その攻撃をザインは腰の太刀を抜き一刀。ユリウスの斬撃が左右に四散する。
「……《覇剣ヲリキス》か」
ザインの瞳が細められ、そして破顔する。
「ああ、思い出したよ、……兄貴」
「貴様に兄と呼ばれる筋合いはない」
「ははッ。連れねぇなぁ?」
ユリウスの殺気を笑って見過ごし、ザインの瞳が今度はユリウスと対面するフウガに向けられた。
見ればフウガの騎士鎧は所々が傷つき破れている。
「苦戦してるようだがフウガ。手伝って欲しいか?」
口角を吊り上げ、挑発するようにザインは問を投げた。
「いいや俺一人で十分だ。親父の手を借りる必要はない。先に行ってくれ」
対しフウガもまた口角を上げ解とする。
中断に銃を構え直し、ユリウスを威嚇する。
「つーわけだ。あばよ。
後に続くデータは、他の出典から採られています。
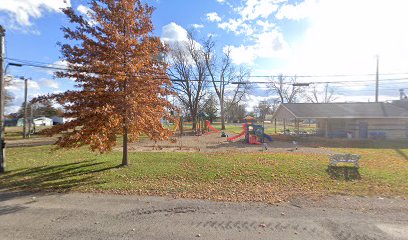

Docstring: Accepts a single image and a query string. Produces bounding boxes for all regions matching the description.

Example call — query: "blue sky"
[0,0,408,112]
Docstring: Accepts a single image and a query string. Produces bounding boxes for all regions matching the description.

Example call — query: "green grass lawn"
[0,146,408,202]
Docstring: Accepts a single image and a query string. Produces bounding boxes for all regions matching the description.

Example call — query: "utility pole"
[324,83,329,103]
[23,77,28,138]
[375,55,380,102]
[0,25,6,173]
[28,103,33,138]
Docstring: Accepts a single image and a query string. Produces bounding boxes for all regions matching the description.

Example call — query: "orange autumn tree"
[38,0,173,165]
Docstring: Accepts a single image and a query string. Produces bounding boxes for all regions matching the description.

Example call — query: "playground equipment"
[227,116,273,144]
[205,120,220,133]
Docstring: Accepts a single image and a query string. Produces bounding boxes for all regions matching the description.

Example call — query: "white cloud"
[275,0,318,20]
[235,0,282,20]
[191,23,204,29]
[225,29,290,64]
[41,60,68,75]
[286,0,408,77]
[0,0,71,29]
[161,22,187,42]
[207,12,221,22]
[6,78,40,91]
[77,4,97,26]
[40,79,59,89]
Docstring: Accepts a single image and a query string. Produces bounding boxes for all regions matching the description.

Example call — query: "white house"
[51,116,74,125]
[33,117,53,127]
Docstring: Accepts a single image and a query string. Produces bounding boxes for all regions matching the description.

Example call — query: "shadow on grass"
[395,148,408,160]
[326,166,361,181]
[0,160,120,195]
[290,137,408,149]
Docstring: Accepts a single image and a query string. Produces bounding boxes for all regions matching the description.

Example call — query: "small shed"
[273,103,408,139]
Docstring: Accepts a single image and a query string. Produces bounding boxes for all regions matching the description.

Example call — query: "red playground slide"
[227,123,246,141]
[205,120,219,132]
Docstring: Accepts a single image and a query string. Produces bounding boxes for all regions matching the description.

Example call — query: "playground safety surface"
[125,133,335,154]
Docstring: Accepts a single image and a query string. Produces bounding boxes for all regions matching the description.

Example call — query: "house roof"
[273,103,408,119]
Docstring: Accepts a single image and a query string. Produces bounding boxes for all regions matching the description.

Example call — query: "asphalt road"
[0,193,408,240]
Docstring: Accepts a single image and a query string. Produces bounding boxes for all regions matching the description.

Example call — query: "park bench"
[330,153,361,168]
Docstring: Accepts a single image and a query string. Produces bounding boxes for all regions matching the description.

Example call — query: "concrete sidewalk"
[0,192,408,240]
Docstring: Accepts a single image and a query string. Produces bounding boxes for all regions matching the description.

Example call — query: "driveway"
[0,192,408,240]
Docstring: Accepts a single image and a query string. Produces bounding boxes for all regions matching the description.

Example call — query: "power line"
[6,57,408,78]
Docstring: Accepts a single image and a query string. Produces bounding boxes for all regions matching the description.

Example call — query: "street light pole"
[23,77,28,138]
[0,25,6,173]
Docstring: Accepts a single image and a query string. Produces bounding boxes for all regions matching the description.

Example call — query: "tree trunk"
[122,127,129,166]
[221,102,225,130]
[190,110,197,131]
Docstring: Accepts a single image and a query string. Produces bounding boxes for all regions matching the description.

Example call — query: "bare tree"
[203,38,250,130]
[4,75,14,106]
[305,83,336,103]
[225,101,247,122]
[254,100,273,121]
[168,32,207,129]
[268,75,303,103]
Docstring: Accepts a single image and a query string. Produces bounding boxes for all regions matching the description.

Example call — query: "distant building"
[273,103,408,139]
[17,117,53,127]
[50,116,73,125]
[33,117,53,127]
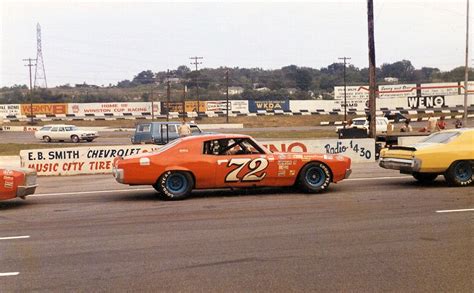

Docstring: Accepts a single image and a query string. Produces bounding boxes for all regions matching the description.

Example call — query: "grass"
[1,115,354,128]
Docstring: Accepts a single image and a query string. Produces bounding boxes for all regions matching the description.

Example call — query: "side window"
[191,125,201,133]
[168,124,178,134]
[137,124,151,132]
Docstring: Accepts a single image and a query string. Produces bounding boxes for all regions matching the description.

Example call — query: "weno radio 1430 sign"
[20,145,158,176]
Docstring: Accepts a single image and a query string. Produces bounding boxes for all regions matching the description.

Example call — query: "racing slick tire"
[298,162,332,193]
[444,161,473,186]
[412,172,438,184]
[153,171,194,200]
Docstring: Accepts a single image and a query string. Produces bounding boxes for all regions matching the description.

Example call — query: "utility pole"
[183,83,188,121]
[166,69,171,121]
[367,0,377,138]
[338,56,351,129]
[151,84,155,122]
[225,69,229,123]
[23,58,36,125]
[463,0,469,127]
[189,56,204,119]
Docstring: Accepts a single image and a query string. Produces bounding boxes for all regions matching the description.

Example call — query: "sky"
[0,0,474,87]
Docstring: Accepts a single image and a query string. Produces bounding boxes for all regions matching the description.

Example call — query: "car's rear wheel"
[412,172,438,183]
[444,161,473,186]
[153,171,194,200]
[298,163,332,193]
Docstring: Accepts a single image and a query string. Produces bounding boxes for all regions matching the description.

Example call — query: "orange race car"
[0,168,38,200]
[113,134,351,199]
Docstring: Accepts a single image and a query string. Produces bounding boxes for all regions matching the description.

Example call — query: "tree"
[132,70,155,84]
[295,69,313,91]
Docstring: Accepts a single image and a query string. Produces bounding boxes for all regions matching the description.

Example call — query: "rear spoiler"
[388,145,416,152]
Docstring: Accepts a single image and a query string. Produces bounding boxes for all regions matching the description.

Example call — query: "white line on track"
[343,175,411,182]
[30,188,153,197]
[29,176,411,197]
[0,235,30,240]
[436,209,474,213]
[0,272,20,277]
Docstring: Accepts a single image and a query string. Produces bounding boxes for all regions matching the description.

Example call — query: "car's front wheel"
[298,163,332,193]
[71,135,81,143]
[412,172,438,184]
[444,161,473,186]
[153,171,194,200]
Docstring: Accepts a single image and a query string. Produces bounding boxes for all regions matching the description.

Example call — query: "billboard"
[379,83,416,99]
[249,100,290,113]
[20,104,68,115]
[68,102,161,116]
[0,104,21,118]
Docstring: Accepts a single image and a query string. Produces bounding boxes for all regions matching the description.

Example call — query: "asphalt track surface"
[0,119,474,146]
[0,163,474,292]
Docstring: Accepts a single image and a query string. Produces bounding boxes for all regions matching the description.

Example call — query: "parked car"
[379,128,474,186]
[113,134,351,199]
[336,117,389,133]
[0,168,38,200]
[35,124,99,143]
[131,122,202,144]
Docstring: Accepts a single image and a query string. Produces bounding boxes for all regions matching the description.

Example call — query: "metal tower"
[35,23,48,88]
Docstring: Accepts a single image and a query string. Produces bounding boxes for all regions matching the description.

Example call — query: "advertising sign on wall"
[379,84,416,99]
[69,102,160,116]
[0,104,21,118]
[262,138,375,162]
[420,82,459,96]
[206,101,231,111]
[230,100,249,113]
[20,145,158,175]
[21,104,68,115]
[249,100,290,113]
[407,96,446,109]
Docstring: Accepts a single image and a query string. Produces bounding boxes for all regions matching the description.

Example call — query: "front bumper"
[16,184,38,198]
[379,158,421,173]
[112,167,123,183]
[344,169,352,179]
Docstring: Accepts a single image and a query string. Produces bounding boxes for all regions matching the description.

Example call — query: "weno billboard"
[69,102,161,116]
[21,104,68,115]
[20,145,159,176]
[261,138,375,162]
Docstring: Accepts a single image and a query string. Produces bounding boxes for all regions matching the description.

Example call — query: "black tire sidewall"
[154,171,194,200]
[444,161,473,187]
[298,162,332,193]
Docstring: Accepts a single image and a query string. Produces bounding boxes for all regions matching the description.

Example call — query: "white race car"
[35,124,99,143]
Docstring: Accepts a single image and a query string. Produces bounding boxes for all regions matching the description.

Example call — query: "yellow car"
[379,128,474,186]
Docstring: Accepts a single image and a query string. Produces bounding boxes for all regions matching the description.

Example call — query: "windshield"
[421,132,460,143]
[352,120,365,125]
[153,138,181,154]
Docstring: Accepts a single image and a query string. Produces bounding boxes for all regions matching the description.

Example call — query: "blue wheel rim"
[454,163,472,181]
[305,167,326,187]
[166,173,188,193]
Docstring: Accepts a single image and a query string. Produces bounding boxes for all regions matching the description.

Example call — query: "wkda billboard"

ユリウス・ドラグレク」
今すぐにでもザインに襲いかかりたい衝動を堪え、ユリウスは目を細めた。
フウガの威嚇を無下にすることはできない。
「後悔することになるぞ?」
息子と顔を合わせるのはこれで最後になる。ユリウスはそう言っているのだ。
それに対しザインは、ただ笑ってみせた。
「んなヤワな育て方はしてねぇよ」
そしてザインは戦場に背を向ける。帝国を目指し歩を進める。